A child in the crowd asks, “Were they really gone?”
The guide answers, “Yes.
And now they’re back — better.”
The same year, the dodo flock in Mauritius reaches 120 birds.
Thylacine pups in Tasmania number 48.
Saber-toothed cat embryos (Smilodon hybrid in lion surrogate) are confirmed viable in a private lab.
The species catalog is open.
De-extinction is no longer experiment.
It is a menu — and the orders are flooding in.
The de-extinction catalog – 2029–2030 launches
| Species | First viable births | Number alive end-2030 | Traits edited/enhanced | Market price per individual | Primary buyers / locations |
|---|---|---|---|---|---|
| Woolly mammoth hybrid | 2027 | 820 | Cold tolerance, size, carbon sequestration | $1.1–$1.8 million | Russia, Canada, private parks |
| Passenger pigeon | 2028 | 4,200 | Flock behavior, disease resistance | $92,000–$180,000 | U.S. East Coast rewilding |
| Dodo | 2028 | 920 | Flight restoration, predator avoidance | $420,000–$680,000 | Mauritius, Gulf islands |
| Thylacine (Tasmanian tiger) | 2028 | 380 | Nocturnal optimization, pack hunting | $780,000–$1.2 million | Tasmania, Australia |
| Saber-toothed cat (Smilodon hybrid) | 2029 | 82 | Size, jaw strength, social behavior | $2.2–$3.8 million | Private African preserves |
| Great auk | 2029 | 1,800 | Swimming, diving | $180,000–$320,000 | Iceland, Canada |
| Moa (giant flightless bird) | 2030 | 220 | Height, foraging | $1.4–$2.1 million | New Zealand |
| Neanderthal hybrid (controversial) | 2030 (rumored) | 8 (unconfirmed) | Cognitive, physical | Black market only | Private (locations classified) |
Total de-extinct animals alive end-2030: 8,412
All hybrids — optimized for modern world.
The market maturation – 2030
- Global de-extinction industry valuation: $180 billion
- Public companies: Colossal ($92 billion), Revive & Restore ($48 billion), Ingeneuity ($31 billion)
- “Species Funds”: investors buy shares in herds/flocks, earn from tourism, carbon credits, media rights
- Black market: Neanderthal rumors — $42 million per viable embryo on dark channels
The ecological engineering – 2030
- Mammoths in Pleistocene Park: 420 animals, permafrost stabilization measurable — methane emissions down 28 % in zone
- Passenger pigeons: seed dispersal restores Eastern forests faster than projected
- Dodos: Mauritius tourism revenue +320 %
- Saber-tooths: introduced in fenced African preserves as “apex predator restoration” — controversial but funded
The Neanderthal whisper – 2030
Rumored project (denied publicly):
- Human-chimp hybrid base + Neanderthal genome edits
- Cognitive enhancements, robust physique
- First births in private facility (location classified)

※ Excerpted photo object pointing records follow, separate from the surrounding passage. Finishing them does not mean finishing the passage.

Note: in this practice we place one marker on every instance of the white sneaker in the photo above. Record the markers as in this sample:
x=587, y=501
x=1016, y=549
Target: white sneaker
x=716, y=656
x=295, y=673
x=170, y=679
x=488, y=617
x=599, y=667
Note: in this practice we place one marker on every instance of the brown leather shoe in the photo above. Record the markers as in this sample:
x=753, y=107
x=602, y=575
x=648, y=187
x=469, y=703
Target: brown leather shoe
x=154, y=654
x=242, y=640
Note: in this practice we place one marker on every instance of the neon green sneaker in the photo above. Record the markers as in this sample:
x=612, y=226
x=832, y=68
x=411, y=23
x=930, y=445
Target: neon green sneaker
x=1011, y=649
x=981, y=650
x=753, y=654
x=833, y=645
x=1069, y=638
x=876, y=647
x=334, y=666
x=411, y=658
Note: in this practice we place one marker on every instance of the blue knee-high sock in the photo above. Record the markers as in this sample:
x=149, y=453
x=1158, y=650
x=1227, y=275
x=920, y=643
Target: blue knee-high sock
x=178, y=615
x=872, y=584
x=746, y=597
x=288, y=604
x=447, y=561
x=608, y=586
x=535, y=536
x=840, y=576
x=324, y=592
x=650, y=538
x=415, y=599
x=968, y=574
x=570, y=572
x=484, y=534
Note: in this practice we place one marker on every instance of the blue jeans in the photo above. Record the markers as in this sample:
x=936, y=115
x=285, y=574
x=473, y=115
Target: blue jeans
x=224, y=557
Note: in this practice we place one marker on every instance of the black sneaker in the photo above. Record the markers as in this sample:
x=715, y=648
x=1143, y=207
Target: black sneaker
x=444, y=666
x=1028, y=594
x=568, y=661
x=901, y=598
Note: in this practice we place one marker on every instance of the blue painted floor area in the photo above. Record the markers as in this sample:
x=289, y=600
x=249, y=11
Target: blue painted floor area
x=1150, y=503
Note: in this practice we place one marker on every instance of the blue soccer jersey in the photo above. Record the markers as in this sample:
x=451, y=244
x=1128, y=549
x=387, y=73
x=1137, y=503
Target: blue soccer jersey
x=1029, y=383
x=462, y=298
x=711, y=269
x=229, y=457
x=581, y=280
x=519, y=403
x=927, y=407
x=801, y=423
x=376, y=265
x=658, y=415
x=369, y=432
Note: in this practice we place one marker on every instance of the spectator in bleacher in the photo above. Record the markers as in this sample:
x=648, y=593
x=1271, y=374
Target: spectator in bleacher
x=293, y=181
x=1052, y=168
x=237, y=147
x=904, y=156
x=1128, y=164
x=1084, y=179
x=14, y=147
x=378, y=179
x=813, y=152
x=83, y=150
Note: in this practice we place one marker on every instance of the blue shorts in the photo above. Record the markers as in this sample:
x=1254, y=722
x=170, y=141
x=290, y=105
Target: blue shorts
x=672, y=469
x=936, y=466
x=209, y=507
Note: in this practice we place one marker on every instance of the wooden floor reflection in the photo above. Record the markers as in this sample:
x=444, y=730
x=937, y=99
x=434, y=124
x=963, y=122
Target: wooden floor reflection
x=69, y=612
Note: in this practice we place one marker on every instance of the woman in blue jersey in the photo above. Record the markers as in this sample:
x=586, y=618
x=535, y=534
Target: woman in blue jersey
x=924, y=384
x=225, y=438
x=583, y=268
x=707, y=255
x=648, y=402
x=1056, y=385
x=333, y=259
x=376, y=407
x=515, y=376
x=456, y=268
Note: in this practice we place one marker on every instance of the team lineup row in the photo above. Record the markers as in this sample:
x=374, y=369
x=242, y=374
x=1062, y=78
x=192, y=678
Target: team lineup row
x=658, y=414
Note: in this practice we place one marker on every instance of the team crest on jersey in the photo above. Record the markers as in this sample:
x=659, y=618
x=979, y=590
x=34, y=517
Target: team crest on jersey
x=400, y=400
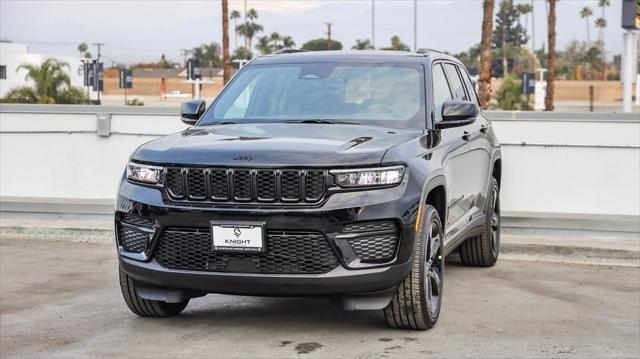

- Ethical firestorm: “This is not de-extinction. This is creating a new subspecies.”
The cultural shift – 2030
- Zoos: rebranded “De-Extinct Experience Centers”
- Media: “Mammoth Cam” streams top-rated globally
- Fashion: dodo feather accessories (synthetic)
- Religion: mixed — some embrace “second creation,” others condemn “abomination”
The quiet quote from a Colossal executive, at the release of the 800th mammoth calf, 2030
“We started with conservation.
We ended with creation.
The mammoth isn’t just back.
It’s patented, optimized, and profitable.
Nature used to be free.
Now it has a subscription model.
And the customers love it.”
By Christmas 2030, the catalog is full.
Ancient species walk, fly, hunt again.
The market is mature.
Nature is a product — and demand is infinite.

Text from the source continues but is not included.